Participants allocated to OSA intervention group will have CPAP education and mask fitting session with an experienced sleep technician to fit the CPAP mask followed by an overnight pressure determination study (with measures of sleep and respiration whilst using CPAP) - this is a standard of care test. In the morning the CPAP machine will be set to the pressure that was shown to abolish obstructive apnoeas and hypopneas as verified by the sleep physician.
Participants will be given instructions on how to use a CPAP machine at home and will be encouraged to use their treatment every night for as long as they are able to tolerate its use during the 2 year treatment period..
Regular follow-up during the study at 3-monthly visits will check compliance with the CPAP. If a participant experiences ongoing problems tolerating the CPAP they will be referred to a dentist who will assess whether they are suitable for treatment with MAS. This is a dental splint worn in the mouth every night during sleep to keep the airway open.

Intervention code [1] 294207 0
Treatment: Devices
Comparator / control treatment
Standard treatment for patients with Atrial Fibrillation as determined by the treating clinician
Control group

Primary outcome [1] 297683 0
Total AF arrhythmia count (cumulative duration of all episodes greater than 30s) quantified using subcutaneous injectable loop recorders (Reveal Linq, Medtronic Inc.) in patients receiving OSA treatment (CPAP or MAS) compared to those receiving no OSA treatment.
Timepoint [1] 297683 0
Continuous monitoring for 2 years
Secondary outcome [1] 321829 0
(ii) cardiovascular outcomes in patients receiving OSA treatment (CPAP or MAS) compared to those receiving no OSA treatment.
Cardiovascular adverse outcomes will be compared in the two treatment groups.
Cardiovascular outcomes will include a composite of cardiac death, MI, stroke, TIA, ACS and any other events deemed as cardiovascular by masked adjudicators.
Timepoint [1] 321829 0
Details of cardiovascular outcomes will be collected from patients and medical records at 3 monthly follow-up visits during the 2 years of follow-up.

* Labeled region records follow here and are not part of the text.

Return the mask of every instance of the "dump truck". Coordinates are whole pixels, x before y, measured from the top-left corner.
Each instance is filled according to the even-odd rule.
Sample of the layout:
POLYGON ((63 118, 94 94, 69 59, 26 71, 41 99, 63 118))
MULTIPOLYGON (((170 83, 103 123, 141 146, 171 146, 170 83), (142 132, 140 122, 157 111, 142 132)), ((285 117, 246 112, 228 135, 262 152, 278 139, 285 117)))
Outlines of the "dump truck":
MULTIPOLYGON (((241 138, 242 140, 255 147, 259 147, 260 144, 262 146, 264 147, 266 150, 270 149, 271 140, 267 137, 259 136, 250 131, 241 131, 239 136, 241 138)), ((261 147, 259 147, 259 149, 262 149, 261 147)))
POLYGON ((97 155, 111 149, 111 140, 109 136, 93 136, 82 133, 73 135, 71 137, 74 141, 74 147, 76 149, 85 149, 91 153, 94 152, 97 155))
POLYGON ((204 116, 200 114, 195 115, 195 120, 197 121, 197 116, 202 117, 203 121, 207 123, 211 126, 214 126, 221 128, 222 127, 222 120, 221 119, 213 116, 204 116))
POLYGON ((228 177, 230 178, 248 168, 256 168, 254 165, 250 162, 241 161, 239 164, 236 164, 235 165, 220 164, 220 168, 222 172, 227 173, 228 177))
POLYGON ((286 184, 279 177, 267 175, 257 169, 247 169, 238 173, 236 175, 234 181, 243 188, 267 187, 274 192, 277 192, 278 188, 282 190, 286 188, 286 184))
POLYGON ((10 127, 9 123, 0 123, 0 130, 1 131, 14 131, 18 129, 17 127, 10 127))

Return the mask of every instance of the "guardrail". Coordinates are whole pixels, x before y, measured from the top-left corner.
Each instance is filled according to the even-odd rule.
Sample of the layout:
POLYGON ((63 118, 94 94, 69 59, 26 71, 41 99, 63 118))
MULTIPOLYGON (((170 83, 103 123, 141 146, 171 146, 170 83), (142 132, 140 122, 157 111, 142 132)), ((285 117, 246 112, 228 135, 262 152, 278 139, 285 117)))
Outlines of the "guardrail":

Secondary outcome [2] 323191 0
(iii) health related quality of life in patients receiving OSA treatment (CPAP or MAS) compared to those receiving no OSA treatment.
HRQOL will be reported by participants using the EuroQoL (EQ-5D 5L), Short Form 36 questionnaire (SF-36), and UBQ-H and the FOSQ (Functional Outcomes of Sleep Weaver 1996) questionnaires.
Timepoint [2] 323191 0
HRQOL will be collected at baseline, 3-months and then 6 monthly during the 2 years of follow=up
Secondary outcome [3] 323192 0
(iv) Composite of AF related hospitalisations and healthcare utilisation in patients receiving OSA treatment (CPAP or MAS) compared to those receiving no OSA treatment (collected directly from patients or via medical records).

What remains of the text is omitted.